Le directeur de publication du journal L’Ouragan indépendant a été relaxé Vendredi après-midi.

Emmanuel Yimga retrouve l’air de la liberté après cinq jours passés dans les cellules de la division régionale de la police judiciaire du Littoral, à Douala. Le journaliste a été relaxé ce vendredi 5 juin 2015 en, milieu d’après-midi. Le directeur de publication du journal L’Ouragan indépendant a bénéficié de l’intervention de Me Wangué, l’avocate commise par le Syndicat national des journalistes du Cameroun(Snjc). Jointe au téléphone par cameroon-info.net, la juriste a expliqué que notre confrère faisait l’objet d’une détention illégale. Elle a expliqué aux enquêteurs qu’il avait un domicile connu et qu’il n’était  plus dès lors question de le garder. L’on apprend aussi de notre interlocutrice qu’il devait être déféré au parquet le lundi 8 juin 2015. Pour l’heure, l’on ne sait pas si les poursuites entamées contre Emmanuel Yimga vont être abandonnées. L’on pourrait le savoir après sa rencontre avec le commissaire de la division régionale de la police judiciaire du Littoral. Une rencontre qui était encore en cours à 19 heures vendredi soir.

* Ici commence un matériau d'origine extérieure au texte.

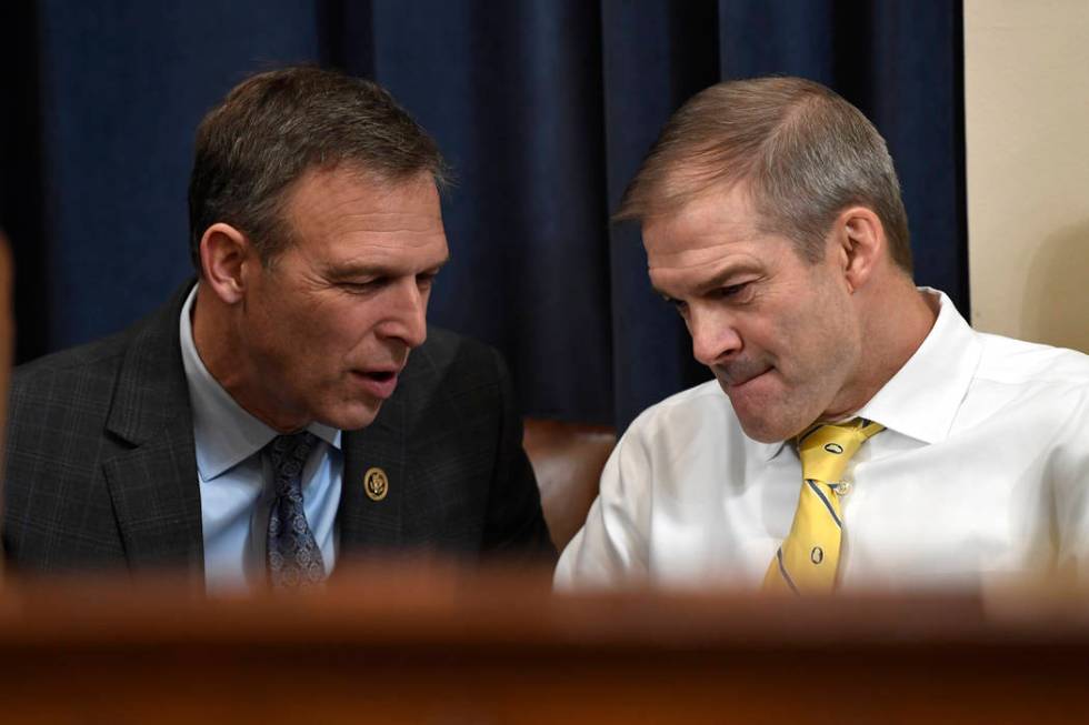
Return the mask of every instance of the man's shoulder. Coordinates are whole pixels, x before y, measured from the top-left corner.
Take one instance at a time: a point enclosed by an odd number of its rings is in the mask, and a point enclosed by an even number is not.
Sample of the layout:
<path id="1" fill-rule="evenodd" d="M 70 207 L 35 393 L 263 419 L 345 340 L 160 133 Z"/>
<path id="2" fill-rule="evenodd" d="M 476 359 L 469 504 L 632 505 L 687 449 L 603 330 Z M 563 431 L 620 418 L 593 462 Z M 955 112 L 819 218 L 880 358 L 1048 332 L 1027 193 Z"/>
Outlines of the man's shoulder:
<path id="1" fill-rule="evenodd" d="M 1002 335 L 977 335 L 982 344 L 978 380 L 1009 385 L 1089 385 L 1089 355 Z"/>
<path id="2" fill-rule="evenodd" d="M 742 437 L 730 399 L 713 380 L 655 403 L 631 422 L 625 437 L 660 445 L 670 441 L 691 443 L 707 434 L 737 434 L 739 443 Z"/>
<path id="3" fill-rule="evenodd" d="M 91 371 L 111 370 L 124 355 L 132 330 L 127 329 L 74 348 L 43 355 L 12 371 L 12 386 L 48 377 L 84 375 Z"/>
<path id="4" fill-rule="evenodd" d="M 428 339 L 409 355 L 402 374 L 407 390 L 448 392 L 494 386 L 507 376 L 502 356 L 491 345 L 442 328 L 428 326 Z"/>

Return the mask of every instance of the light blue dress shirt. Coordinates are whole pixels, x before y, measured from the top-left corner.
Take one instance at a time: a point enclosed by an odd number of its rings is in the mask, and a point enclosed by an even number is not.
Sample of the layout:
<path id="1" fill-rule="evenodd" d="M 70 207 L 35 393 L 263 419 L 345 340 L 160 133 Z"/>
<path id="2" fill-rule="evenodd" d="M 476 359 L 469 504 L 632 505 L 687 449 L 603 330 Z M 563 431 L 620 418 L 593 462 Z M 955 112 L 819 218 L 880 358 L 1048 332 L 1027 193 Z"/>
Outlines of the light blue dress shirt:
<path id="1" fill-rule="evenodd" d="M 197 353 L 192 305 L 181 309 L 181 359 L 189 383 L 204 535 L 204 583 L 209 593 L 244 591 L 266 580 L 264 552 L 272 505 L 271 463 L 262 453 L 278 433 L 246 412 L 212 377 Z M 337 557 L 337 507 L 344 472 L 341 432 L 320 423 L 319 439 L 302 470 L 302 500 L 326 573 Z"/>

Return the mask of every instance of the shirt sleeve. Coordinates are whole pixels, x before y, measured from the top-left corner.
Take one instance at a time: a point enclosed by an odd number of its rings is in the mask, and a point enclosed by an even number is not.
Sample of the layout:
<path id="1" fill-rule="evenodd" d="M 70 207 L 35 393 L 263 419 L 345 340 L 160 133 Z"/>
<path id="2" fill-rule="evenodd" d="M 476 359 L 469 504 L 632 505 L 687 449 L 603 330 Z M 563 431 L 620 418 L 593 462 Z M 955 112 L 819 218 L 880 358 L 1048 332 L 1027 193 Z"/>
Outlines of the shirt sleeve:
<path id="1" fill-rule="evenodd" d="M 639 423 L 606 463 L 586 524 L 556 567 L 557 591 L 637 585 L 649 576 L 651 471 Z"/>

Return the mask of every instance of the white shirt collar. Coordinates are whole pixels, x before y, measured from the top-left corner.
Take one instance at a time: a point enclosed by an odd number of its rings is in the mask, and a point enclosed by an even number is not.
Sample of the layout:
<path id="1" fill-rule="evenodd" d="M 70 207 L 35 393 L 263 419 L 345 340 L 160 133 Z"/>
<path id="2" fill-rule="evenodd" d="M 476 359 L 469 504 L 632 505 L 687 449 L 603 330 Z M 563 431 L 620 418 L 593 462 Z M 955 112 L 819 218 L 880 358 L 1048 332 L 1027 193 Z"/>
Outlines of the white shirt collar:
<path id="1" fill-rule="evenodd" d="M 982 346 L 952 301 L 943 292 L 920 288 L 938 296 L 938 319 L 915 354 L 856 415 L 877 421 L 923 443 L 949 436 Z"/>
<path id="2" fill-rule="evenodd" d="M 179 340 L 193 411 L 197 470 L 201 479 L 211 481 L 263 449 L 279 433 L 236 403 L 200 360 L 192 334 L 192 306 L 199 286 L 193 285 L 181 308 Z M 311 423 L 307 430 L 340 447 L 341 432 L 337 429 Z"/>
<path id="3" fill-rule="evenodd" d="M 919 288 L 919 292 L 938 298 L 933 328 L 908 362 L 851 417 L 861 416 L 923 443 L 937 443 L 949 435 L 982 348 L 945 292 L 931 288 Z M 786 443 L 746 441 L 753 455 L 765 461 L 779 455 Z"/>

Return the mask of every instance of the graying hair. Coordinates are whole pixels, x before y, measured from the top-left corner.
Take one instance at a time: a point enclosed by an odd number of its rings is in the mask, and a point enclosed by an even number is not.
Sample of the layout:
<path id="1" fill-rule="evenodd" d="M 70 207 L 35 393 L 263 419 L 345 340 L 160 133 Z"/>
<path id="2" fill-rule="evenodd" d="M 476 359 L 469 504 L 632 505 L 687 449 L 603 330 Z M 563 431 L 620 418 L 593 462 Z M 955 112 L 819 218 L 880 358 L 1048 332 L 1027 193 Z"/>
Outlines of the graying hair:
<path id="1" fill-rule="evenodd" d="M 823 258 L 836 217 L 860 204 L 881 220 L 892 260 L 911 272 L 908 218 L 885 139 L 853 105 L 800 78 L 712 85 L 662 129 L 615 221 L 669 212 L 715 185 L 746 182 L 760 228 Z"/>
<path id="2" fill-rule="evenodd" d="M 259 73 L 228 93 L 197 129 L 189 180 L 189 248 L 217 222 L 249 236 L 266 265 L 290 243 L 288 191 L 311 169 L 341 164 L 398 183 L 448 180 L 438 145 L 377 83 L 303 66 Z"/>

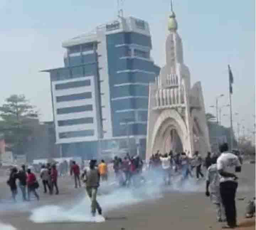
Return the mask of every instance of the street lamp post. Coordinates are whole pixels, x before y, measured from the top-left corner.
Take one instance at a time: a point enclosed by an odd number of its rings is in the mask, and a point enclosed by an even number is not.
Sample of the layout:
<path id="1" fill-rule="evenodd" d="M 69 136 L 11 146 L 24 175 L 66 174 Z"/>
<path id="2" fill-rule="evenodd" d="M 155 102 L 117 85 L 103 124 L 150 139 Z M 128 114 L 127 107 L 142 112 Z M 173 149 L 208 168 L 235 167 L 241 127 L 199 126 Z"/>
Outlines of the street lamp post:
<path id="1" fill-rule="evenodd" d="M 219 108 L 219 124 L 220 125 L 221 124 L 221 111 L 222 109 L 223 108 L 225 108 L 225 107 L 228 107 L 229 106 L 229 105 L 226 105 L 225 106 L 221 106 Z"/>

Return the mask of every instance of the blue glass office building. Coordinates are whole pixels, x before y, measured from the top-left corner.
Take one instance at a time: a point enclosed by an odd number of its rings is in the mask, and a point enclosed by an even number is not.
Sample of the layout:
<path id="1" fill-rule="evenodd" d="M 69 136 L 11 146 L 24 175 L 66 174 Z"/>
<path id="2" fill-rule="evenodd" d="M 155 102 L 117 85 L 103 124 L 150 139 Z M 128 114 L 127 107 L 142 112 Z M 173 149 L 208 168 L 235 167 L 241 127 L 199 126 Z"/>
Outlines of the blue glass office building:
<path id="1" fill-rule="evenodd" d="M 129 151 L 144 156 L 149 83 L 160 70 L 150 55 L 148 24 L 121 17 L 63 46 L 64 67 L 44 71 L 50 73 L 62 155 L 87 159 Z"/>

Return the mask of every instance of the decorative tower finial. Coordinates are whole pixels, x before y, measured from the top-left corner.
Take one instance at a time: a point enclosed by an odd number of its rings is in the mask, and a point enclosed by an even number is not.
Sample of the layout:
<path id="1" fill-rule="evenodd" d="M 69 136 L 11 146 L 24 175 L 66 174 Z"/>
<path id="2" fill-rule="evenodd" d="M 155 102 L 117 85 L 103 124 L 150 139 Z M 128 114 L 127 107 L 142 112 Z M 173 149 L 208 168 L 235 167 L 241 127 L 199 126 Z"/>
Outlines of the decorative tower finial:
<path id="1" fill-rule="evenodd" d="M 173 1 L 171 0 L 171 14 L 168 18 L 168 30 L 173 31 L 177 30 L 178 28 L 178 24 L 176 18 L 175 14 L 173 11 Z"/>

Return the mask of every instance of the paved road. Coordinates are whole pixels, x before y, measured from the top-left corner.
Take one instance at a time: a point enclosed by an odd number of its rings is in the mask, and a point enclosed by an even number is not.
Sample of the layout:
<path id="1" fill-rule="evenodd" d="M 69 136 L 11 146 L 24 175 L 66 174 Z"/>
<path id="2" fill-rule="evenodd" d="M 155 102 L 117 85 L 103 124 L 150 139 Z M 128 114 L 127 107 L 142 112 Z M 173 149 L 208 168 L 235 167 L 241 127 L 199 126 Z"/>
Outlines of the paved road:
<path id="1" fill-rule="evenodd" d="M 255 165 L 244 166 L 237 195 L 238 198 L 245 197 L 236 202 L 240 223 L 244 221 L 246 202 L 255 196 Z M 61 179 L 60 194 L 51 197 L 47 194 L 42 196 L 39 203 L 18 203 L 15 206 L 4 200 L 0 205 L 0 221 L 19 230 L 221 229 L 220 225 L 216 222 L 214 207 L 204 196 L 204 181 L 193 183 L 179 191 L 148 185 L 132 191 L 117 191 L 114 189 L 114 184 L 103 185 L 98 200 L 103 209 L 104 215 L 108 218 L 101 223 L 79 222 L 84 217 L 89 218 L 90 205 L 87 198 L 84 198 L 83 189 L 75 190 L 72 183 L 69 177 Z M 2 193 L 5 185 L 0 184 Z M 46 206 L 53 204 L 55 206 Z M 38 220 L 42 220 L 41 217 L 57 223 L 35 223 L 30 219 L 32 214 Z M 69 218 L 77 222 L 67 222 Z M 255 229 L 255 219 L 252 221 L 249 225 L 254 224 L 254 227 L 250 227 L 253 228 L 243 227 L 239 229 Z M 5 230 L 2 228 L 1 230 Z"/>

Emmanuel Yimga a été  interpellé le 1er juin 2015 alors qu’il entamait une grève de la faim à l’entrée du lycée de New-Bell, à Douala. Il avait été emmené par les éléments du commissariat du 3èmearrondissement avant d’être confié à la police judiciaire qui avait décidé de le faire inculper pour « trouble à l’ordre public ». A travers la grève de la faim qu’il avait initiée, Emmanuel Yimga entendait protester contre la menace d’exclusion qui pesait sur son enfant scolarisé au lycée de New-Bell. Pour lui, c’était une manœuvre des dirigeants du lycée de New-Bell destinée à lui faire payer la plainte pour corruption qu’il venait de déposer contre eux et leur proviseur. Yimga accusait les responsables de cet établissement s’enrichir sur le dos des parents d’élèves. Il trouvait les frais de scolarité (33 000 francs Cfa par élève) exorbitants et soutenait que ces sommes finissaient dans les poches du proviseur et de supposés complices.